Faulkner’s novel As I Lay Dying is innovative both in style and in structure. One could easily choose many passages from the book to demonstrate Faulkner’s artistry as a writer. The following passage, written from the perspective of Dewey Dell’s point of view, is as good an example as any (the sentences have been numbered to make the analysis easier to follow):
 The crest, the trees, the roof of the house stand against the sky.  The cow nuzzles at me, moaning.  Then the dead, hot, pale air breathes on my face again.  He could fix it all right, if he just would.  And he dont even know it.  He could do everything for me if he just knowed it.  The cow breathes upon my hips and back, her breath warm, sweet, stertorous, moaning.  The sky lies flat down the slope, upon the secret clumps.  Beyond the hill sheet-lightning stains upward and fades.  The dead air shapes the dead earth in the dead darkness, further away than seeing shapes the dead earth.
Here are some reasons that this piece of writing can be considered artistically effective:
- In sentence 1, the list of adjectives adds to the rhythm of the sentence, while the delayed introduction of the verb creates a kind of suspense. The man-made house is juxtaposed here with the natural background.
- Sentence 2 is quite short after the significantly longer first sentence. Faulkner thus creates variety in sentence length so that the writing does not seem monotonous and predictable. The verb “nuzzles” is vivid and evocative. The word “moaning” almost imitates the sound it describes.
- In sentence 3, Faulkner uses another series of three linked words. In the first sentence, the sentence had consisted of nouns; here it consists of adjectives. The word “breathes” is a metaphor to describe the air and in fact it personifies the air.
- In sentence 4, we move from a description of the external world to a statement of Dewey Dell’s inner thoughts. Her language is appropriately simple, since her character is simple.
- Sentence 5 is a fragment and is thus appropriate to Dewey Dell’s fragmented thinking at this point.
- Sentence 6, especially in the word “knowed,” is appropriately colloquial in its use of regional dialect.
- Sentence 7 is the kind of Faulknerian sentence that sometimes puzzles critics. Would Dewey Dell really know the word “stertorous,” or is this an example of Faulkner’s own learned, “poetic” language inserting itself inappropriately? Some readers enjoy this often lofty quality of Faulkner’s style; others do not.

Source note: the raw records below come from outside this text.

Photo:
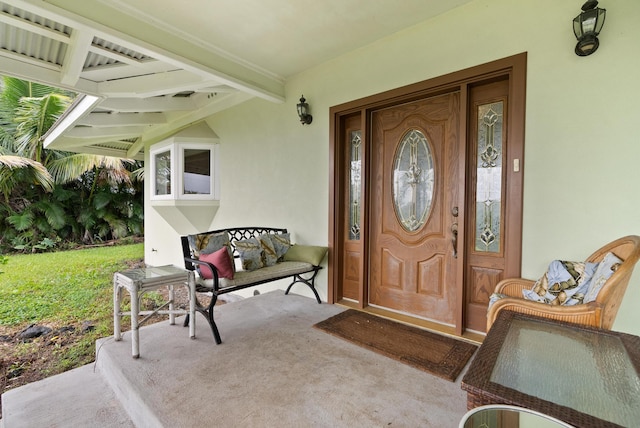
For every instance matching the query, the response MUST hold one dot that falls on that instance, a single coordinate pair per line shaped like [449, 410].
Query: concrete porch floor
[272, 370]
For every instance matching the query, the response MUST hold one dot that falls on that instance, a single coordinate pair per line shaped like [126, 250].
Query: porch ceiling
[149, 68]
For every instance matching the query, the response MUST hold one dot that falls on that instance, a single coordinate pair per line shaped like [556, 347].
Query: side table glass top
[576, 368]
[502, 415]
[151, 273]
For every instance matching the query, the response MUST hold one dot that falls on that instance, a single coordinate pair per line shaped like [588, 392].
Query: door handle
[454, 239]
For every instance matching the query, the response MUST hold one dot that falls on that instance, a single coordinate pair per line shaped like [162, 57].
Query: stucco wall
[581, 149]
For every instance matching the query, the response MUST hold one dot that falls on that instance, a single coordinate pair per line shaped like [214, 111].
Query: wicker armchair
[600, 313]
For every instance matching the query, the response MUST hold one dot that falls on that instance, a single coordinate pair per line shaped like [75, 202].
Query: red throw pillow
[221, 260]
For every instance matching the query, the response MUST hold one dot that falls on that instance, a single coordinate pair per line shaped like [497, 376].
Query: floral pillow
[250, 251]
[564, 283]
[269, 255]
[281, 242]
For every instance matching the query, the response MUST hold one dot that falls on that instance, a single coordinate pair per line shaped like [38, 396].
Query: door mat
[441, 356]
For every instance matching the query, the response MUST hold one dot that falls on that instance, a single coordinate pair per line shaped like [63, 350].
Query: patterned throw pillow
[281, 242]
[564, 283]
[221, 260]
[269, 255]
[251, 253]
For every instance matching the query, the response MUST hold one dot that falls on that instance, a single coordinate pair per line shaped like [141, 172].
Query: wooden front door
[410, 168]
[413, 211]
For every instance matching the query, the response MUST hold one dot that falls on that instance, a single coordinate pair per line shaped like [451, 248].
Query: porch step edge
[78, 398]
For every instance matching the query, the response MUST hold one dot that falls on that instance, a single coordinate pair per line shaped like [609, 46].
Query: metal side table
[139, 281]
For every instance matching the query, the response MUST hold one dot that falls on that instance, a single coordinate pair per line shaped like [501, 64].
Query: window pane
[163, 173]
[197, 171]
[489, 179]
[413, 179]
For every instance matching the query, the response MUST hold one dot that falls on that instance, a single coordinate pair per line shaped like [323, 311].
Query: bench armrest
[216, 282]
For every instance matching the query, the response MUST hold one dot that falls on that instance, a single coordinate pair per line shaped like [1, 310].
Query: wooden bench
[242, 279]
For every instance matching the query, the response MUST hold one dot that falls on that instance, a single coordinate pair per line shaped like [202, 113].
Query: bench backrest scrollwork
[235, 234]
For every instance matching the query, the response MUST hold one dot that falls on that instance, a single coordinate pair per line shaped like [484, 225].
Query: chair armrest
[585, 314]
[513, 287]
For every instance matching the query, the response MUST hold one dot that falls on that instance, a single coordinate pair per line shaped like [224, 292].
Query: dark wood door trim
[515, 67]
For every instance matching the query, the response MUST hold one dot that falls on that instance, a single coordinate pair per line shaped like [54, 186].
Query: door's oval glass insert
[413, 178]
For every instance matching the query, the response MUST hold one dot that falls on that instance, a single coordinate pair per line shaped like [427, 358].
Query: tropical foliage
[53, 198]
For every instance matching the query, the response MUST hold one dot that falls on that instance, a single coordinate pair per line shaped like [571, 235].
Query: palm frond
[34, 171]
[72, 167]
[34, 117]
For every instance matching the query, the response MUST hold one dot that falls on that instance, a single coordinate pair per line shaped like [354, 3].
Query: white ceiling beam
[144, 105]
[122, 119]
[16, 21]
[30, 69]
[106, 151]
[84, 132]
[75, 56]
[153, 85]
[77, 143]
[117, 56]
[117, 26]
[80, 107]
[159, 133]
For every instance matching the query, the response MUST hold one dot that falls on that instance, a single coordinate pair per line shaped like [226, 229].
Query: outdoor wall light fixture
[587, 26]
[303, 112]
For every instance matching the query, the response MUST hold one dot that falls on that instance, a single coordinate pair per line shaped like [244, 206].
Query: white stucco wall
[581, 150]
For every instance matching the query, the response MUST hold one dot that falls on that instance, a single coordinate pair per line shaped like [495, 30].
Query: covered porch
[273, 369]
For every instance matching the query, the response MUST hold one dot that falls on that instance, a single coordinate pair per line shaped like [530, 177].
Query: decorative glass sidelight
[489, 177]
[355, 184]
[413, 180]
[163, 173]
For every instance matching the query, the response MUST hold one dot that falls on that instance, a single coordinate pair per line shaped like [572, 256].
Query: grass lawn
[70, 292]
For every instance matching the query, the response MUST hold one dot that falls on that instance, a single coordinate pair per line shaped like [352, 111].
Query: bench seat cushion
[279, 270]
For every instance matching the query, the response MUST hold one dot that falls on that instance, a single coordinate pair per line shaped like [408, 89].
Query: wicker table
[137, 282]
[584, 376]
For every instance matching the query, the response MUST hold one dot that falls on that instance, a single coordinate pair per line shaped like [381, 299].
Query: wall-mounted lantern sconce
[303, 112]
[587, 26]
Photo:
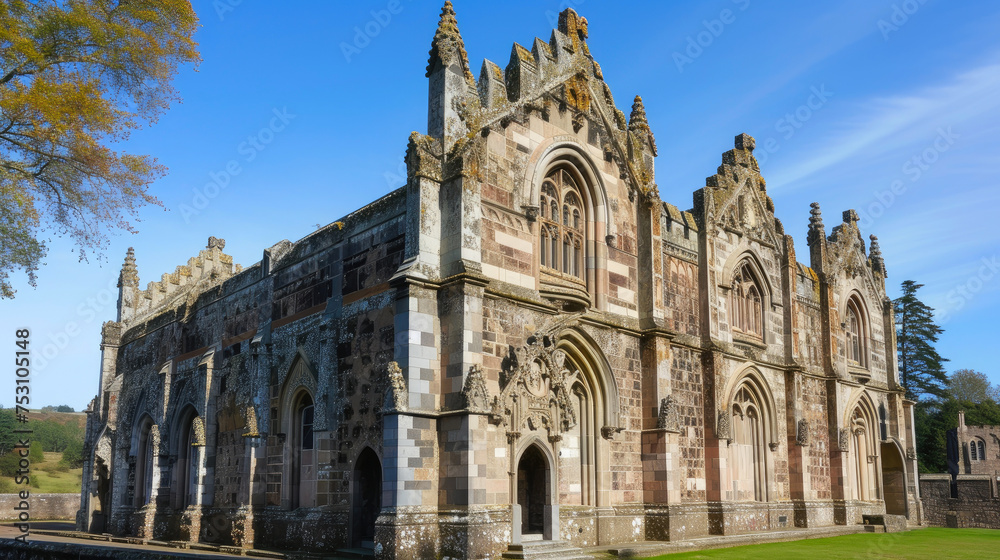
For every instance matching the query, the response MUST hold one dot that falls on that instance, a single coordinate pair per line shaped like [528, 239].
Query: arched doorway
[367, 499]
[893, 479]
[532, 492]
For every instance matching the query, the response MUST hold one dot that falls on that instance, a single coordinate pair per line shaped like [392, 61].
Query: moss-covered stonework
[418, 379]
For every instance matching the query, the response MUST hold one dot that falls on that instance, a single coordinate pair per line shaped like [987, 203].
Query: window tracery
[746, 303]
[562, 225]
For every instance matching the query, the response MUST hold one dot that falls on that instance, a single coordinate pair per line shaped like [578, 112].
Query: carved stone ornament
[844, 440]
[669, 418]
[154, 440]
[802, 432]
[198, 426]
[724, 426]
[475, 394]
[540, 384]
[251, 423]
[609, 432]
[396, 396]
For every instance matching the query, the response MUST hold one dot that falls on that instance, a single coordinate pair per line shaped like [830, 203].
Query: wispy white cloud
[887, 124]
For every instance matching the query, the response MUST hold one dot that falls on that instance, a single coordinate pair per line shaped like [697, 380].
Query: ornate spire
[447, 45]
[875, 255]
[638, 125]
[816, 228]
[130, 273]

- Sentence 8 uses alliteration (repetition of consonant sounds) and assonance (repetition of vowel sounds) quite effectively to help create a very vivid picture.
- In sentence 9, the very “stains” is very striking and memorable.
- In sentence 10, the reiterated use of “dead” not only emphasizes a main theme of the book but also gives this particular sentence a kind of darkly lyrical quality, almost as if it were a chant.